# First timer curing bacon. Have I used too much cure?  Help needed



## Downunda (Sep 23, 2022)

I have recently prepared some pork belly(1.9kg) with a pre made bacon cure(Misty Valley Maple Bacon Cure).

Part of the meat was feeling soft so I ended up adding 10g more cure to it.

The instructions on the bacon cure is 40g per kg.
 In total, I have added 90g of cure To 1.9kg pork.

The bacon cure is 0.45% Sodium Nitrate

It's my first time ever curing meat and I've just realised after reading here that it is dangerous if not done correctly.

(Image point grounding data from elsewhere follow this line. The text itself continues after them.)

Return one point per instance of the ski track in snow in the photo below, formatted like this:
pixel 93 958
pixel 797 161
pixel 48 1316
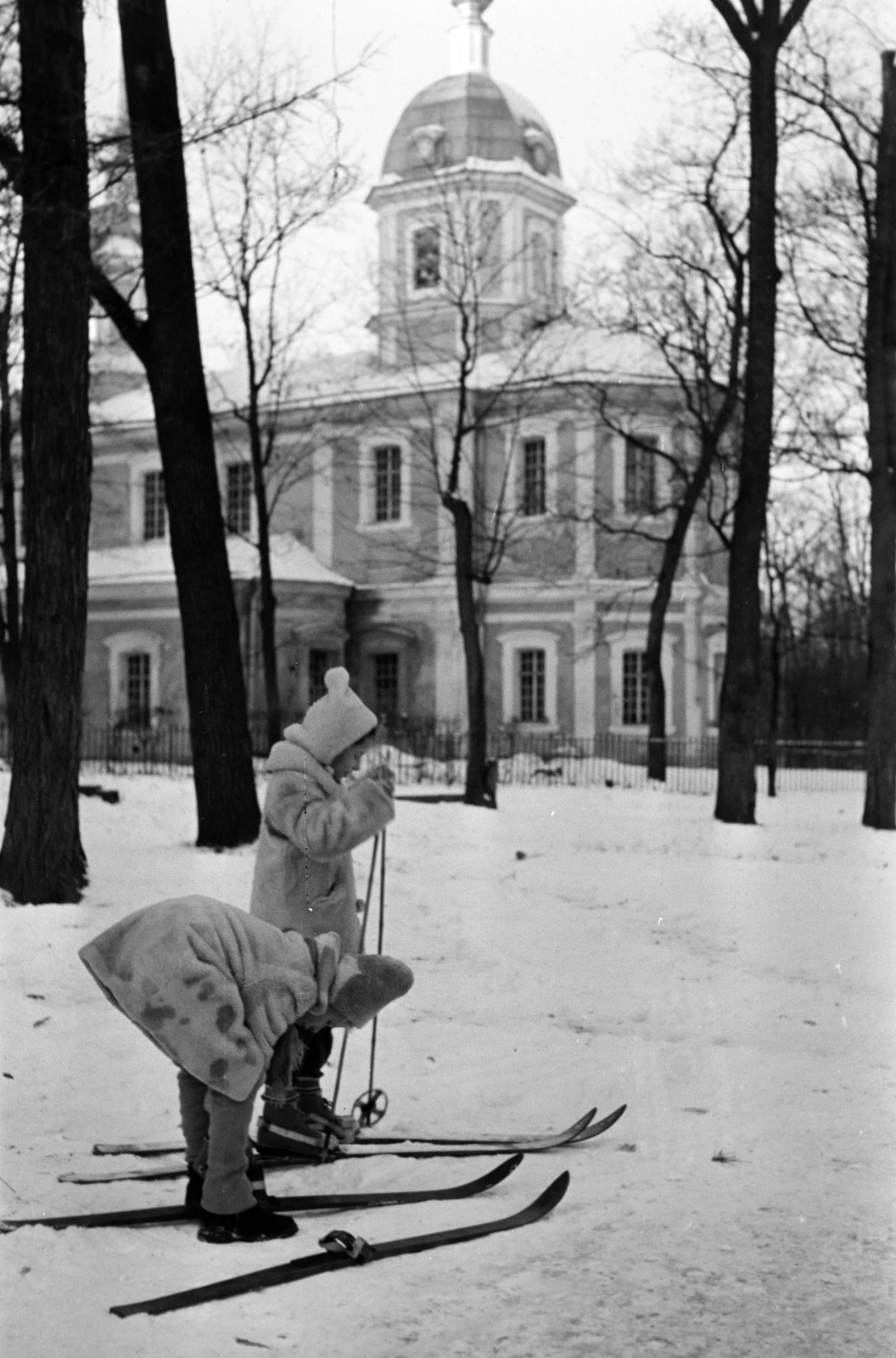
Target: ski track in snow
pixel 732 985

Will my bacon be safe to eat, or will it need to go to the dogs?


----------



## TNJAKE (Sep 23, 2022)

I looked up that cure. I think you meant Misty Gully maple bacon cure. It has sodium nitrite not nitrate. I read the instructions and you were almost dead on before you added the extra 10g. I doubt it will make a big difference. I say carry on and enjoy your bacon. I'm sure others will be a long to help you with a more scientific answer


----------



## Downunda (Sep 23, 2022)

TNJAKE said:


> I looked up that cure. I think you meant Misty Gully maple bacon cure. It has sodium nitrite not nitrate. I read the instructions and you were almost dead on before you added the extra , 10g. I doubt it will make a big difference. I say carry on and enjoy your bacon. I'm sure others will be a long to help you with a more scientific answer


Awesome, and yes it is misty gully. Thanks


----------



## SmokinEdge (Sep 23, 2022)

Downunda said:


> I have recently prepared some pork belly(1.9kg) with a pre made bacon cure(Misty Valley Maple Bacon Cure).
> 
> Part of the meat was feeling soft so I ended up adding 10g more cure to it.
> 
> ...


With lower salt cure mixes, the meat doesn’t really firm up that much. Always go with the directions if you aren’t advanced in curing, but like Jake said, you are still fine, but I wouldn’t make a habit of it. When you increase cure mix you increase salt, cure and sugar randomly. This makes for a hit and miss product. You don’t want that.


----------



## Downunda (Sep 24, 2022)

SmokinEdge said:


> With lower salt cure mixes, the meat doesn’t really firm up that much. Always go with the directions if you aren’t advanced in curing, but like Jake said, you are still fine, but I wouldn’t make a habit of it. When you increase cure mix you increase salt, cure and sugar randomly. This makes for a hit and miss product. You don’t want that.


Thanks. It's my first crack at it and I hadn't done any research before starting.


----------



## SmokinEdge (Sep 24, 2022)

Downunda said:


> Thanks. It's my first crack at it and I hadn't done any research before starting.


You have landed in a good spot. Ask your questions here, we will get you up and going the right way.


----------